Anche ad ammettere che la pubblicità
inerente all'attività di singoli professionisti vada ricondotta alla disciplina
degli ordini e dei collegi professionali (e la relativa autorizzazione per la
pubblicità sia demandata dalla legge statale ai comuni), è del tutto evidente
che il funzionamento delle istituzioni sanitarie non ha attinenza con la
materia degli ordini professionali, ma rientra nelle attribuzioni che la legge
di riforma sanitaria ha assegnato alle regioni (art. 43 della legge n.833 del
1978, citata).
La legge impugnata finisce per
equiparare la regione (quanto all'autorizzazione prevista per la pubblicità di
case di cura, gabinetti ed ambulatori) al comune (competente ad autorizzare la
pubblicità dei singoli sanitari). Ciò che risulta dalla simmetria dei pareri
prescritti e dal rinvio ai regolamenti ministeriali per la disciplina delle
modalità di concessione dell'autorizzazione regionale.
Il legislatore statale ha, in tal modo,
conferito alla regione una sorta di delega di funzioni amministrative in una
materia nella quale essa risulta invece titolare di potestà legislativa
concorrente, ed ha previsto un regolamento ministeriale palesemente
illegittimo, anche alla luce dell'art.17 della legge 23 agosto 1988, n. 400, che
esclude espressamente il ricorso ai regolamenti statali nelle materie riservate
a competenza regionale, laddove si tratti di attuare e integrare leggi e
decreti legislativi.
Osserva infine la ricorrente che il
legislatore poteva prevedere, al massimo, un atto di indirizzo e coordinamento,
non già un regolamento, nella forma del decreto ministeriale.
2. La Provincia autonoma di Trento, con
ricorso regolarmente notificato e depositato, ha impugnato gli artt. 1, 2, 4, 5
(commi 1 e 2) e 6 (comma 3) della citata legge n. 175 del 1992, per violazione
dello Statuto speciale della Regione Trentino-Alto Adige e, in particolare,
degli artt. 8, nn. 5 e 6; 9, n. 10; 16.
Dall'esame degli atti di trasferimento
delle funzioni alle regioni ordinarie e, specificamente alla Provincia di
Trento, risulta che la pubblicità concernente l'esercizio delle professioni
sanitarie nonchè delle case di cura e simili, è di
competenza della Provincia autonoma, salvo per quanto attenga agli ordini
professionali (v. il d.P.R. 14 gennaio 1972, n. 4,
art.1; il d.P.R. 28 marzo 1975, n. 474; il d.P.R. 24 luglio 1977, n. 616; il d.P.R.
19 novembre 1987, n. 526).
Si duole poi la Provincia autonoma che
la legge presenti carattere eccessivamente dettagliato, con riguardo ai mezzi e
al contenuto della pubblicità. Anch'essa reputa illegittima l'attribuzione al
Ministro della sanità del potere - definito regolamentare - di determinare le
caratteristiche estetiche delle targhe ed inserzioni.

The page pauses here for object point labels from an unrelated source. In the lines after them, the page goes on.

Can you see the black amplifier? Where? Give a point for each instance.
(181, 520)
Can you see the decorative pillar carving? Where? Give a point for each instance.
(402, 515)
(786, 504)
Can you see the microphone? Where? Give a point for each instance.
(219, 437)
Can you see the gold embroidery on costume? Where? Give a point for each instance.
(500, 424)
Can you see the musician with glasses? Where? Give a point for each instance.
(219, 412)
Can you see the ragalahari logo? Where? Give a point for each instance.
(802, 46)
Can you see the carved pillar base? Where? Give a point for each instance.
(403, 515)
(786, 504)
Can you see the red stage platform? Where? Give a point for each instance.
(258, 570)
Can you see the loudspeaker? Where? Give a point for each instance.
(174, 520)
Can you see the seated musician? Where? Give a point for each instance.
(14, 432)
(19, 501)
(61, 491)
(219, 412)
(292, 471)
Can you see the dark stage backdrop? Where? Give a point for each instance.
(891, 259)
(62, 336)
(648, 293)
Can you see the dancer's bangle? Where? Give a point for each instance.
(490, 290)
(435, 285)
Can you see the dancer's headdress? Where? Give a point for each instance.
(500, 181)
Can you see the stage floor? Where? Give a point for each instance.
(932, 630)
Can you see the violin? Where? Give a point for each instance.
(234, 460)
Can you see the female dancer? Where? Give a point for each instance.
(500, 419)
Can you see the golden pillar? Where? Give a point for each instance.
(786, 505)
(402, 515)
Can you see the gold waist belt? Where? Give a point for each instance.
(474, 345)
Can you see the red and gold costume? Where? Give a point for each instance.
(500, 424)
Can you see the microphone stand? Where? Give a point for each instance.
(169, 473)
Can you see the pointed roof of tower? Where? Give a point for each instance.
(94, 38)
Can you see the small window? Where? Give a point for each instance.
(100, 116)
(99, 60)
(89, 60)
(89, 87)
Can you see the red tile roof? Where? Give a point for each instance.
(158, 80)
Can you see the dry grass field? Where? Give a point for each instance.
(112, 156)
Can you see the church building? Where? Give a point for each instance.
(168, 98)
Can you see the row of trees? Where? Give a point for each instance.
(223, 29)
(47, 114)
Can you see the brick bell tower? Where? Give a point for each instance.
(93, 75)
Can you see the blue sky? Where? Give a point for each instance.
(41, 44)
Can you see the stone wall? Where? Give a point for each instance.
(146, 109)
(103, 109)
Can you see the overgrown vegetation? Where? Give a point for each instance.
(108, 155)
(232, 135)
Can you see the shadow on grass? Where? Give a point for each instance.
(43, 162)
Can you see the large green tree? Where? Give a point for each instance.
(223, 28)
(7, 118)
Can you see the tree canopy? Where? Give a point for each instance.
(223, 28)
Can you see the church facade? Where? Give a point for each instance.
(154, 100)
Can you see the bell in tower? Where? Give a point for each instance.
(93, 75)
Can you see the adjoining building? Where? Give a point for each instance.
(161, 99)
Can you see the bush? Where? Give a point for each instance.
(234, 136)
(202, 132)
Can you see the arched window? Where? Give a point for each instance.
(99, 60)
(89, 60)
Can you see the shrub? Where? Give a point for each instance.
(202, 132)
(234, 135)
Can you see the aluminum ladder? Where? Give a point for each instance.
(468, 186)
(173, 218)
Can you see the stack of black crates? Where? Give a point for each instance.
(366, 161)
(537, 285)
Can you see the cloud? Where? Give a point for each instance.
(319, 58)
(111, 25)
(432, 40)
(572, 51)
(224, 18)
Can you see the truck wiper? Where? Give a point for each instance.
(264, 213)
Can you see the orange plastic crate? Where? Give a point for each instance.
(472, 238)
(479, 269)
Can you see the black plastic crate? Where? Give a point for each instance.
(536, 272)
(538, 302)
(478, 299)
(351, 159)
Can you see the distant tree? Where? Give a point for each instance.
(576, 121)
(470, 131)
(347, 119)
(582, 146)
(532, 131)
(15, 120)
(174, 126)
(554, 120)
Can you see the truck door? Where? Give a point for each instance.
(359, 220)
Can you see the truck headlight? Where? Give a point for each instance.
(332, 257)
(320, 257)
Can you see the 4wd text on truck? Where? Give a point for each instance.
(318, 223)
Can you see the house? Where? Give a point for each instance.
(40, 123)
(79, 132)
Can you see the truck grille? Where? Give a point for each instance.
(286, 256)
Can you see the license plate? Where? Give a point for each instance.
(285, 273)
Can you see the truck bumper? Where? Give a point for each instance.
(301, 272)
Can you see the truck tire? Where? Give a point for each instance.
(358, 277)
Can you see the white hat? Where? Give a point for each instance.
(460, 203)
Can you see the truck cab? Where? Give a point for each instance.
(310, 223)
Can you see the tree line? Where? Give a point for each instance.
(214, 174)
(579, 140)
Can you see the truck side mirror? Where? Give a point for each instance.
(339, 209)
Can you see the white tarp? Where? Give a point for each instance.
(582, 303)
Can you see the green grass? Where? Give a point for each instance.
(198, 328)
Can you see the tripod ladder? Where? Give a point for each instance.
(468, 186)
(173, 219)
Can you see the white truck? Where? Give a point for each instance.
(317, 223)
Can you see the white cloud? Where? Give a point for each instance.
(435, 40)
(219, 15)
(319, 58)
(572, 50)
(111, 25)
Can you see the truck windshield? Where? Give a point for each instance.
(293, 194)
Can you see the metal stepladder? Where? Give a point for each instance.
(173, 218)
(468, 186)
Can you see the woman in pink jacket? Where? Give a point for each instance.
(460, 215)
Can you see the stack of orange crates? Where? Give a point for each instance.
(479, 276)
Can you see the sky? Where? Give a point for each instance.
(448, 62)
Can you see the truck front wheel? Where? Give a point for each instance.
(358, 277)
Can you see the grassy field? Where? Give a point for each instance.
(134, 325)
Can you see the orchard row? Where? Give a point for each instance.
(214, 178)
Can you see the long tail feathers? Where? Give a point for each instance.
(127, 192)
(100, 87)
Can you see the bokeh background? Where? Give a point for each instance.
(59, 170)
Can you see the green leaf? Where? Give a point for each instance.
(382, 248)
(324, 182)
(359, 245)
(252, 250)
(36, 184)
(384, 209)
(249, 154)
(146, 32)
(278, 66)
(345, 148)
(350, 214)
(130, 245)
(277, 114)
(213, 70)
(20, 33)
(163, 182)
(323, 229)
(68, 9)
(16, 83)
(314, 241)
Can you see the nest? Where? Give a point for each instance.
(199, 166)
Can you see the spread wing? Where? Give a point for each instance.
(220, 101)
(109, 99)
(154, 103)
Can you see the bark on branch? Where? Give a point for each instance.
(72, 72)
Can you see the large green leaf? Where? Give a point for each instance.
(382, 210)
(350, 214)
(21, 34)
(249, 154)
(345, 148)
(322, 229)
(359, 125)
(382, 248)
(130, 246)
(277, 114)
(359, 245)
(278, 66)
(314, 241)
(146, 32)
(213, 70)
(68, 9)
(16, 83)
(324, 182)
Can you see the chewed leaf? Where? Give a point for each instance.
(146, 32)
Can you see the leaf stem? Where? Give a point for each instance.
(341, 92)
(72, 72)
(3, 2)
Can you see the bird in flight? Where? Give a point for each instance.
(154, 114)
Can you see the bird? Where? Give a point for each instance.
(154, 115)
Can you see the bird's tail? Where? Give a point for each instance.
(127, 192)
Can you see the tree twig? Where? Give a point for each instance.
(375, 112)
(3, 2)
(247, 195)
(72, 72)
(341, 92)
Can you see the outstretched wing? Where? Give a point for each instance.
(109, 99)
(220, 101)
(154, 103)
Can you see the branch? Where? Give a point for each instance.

3. Si è costituito, con riferimento a
entrambi i ricorsi, il Presidente del Consiglio dei ministri, rappresentato
dall'Avvocatura generale dello Stato.
Con riguardo al ricorso della Regione
Lombardia fa presente che la disciplina impugnata attiene all'esercizio delle
professioni sanitarie: la pubblicità tocca non tanto i luoghi di per sè considerati, quanto le sedi di esercizio dell'attività
professionale.
Non a caso, le sanzioni comminate per
l'inosservanza della pubblicità, anche quando questa concerna i luoghi, sono
tipiche sanzioni disciplinari nei confronti dei professionisti (v. l'art. 5,
comma 4, e l'art. 8, comma 1, della legge n. 175 del 1992).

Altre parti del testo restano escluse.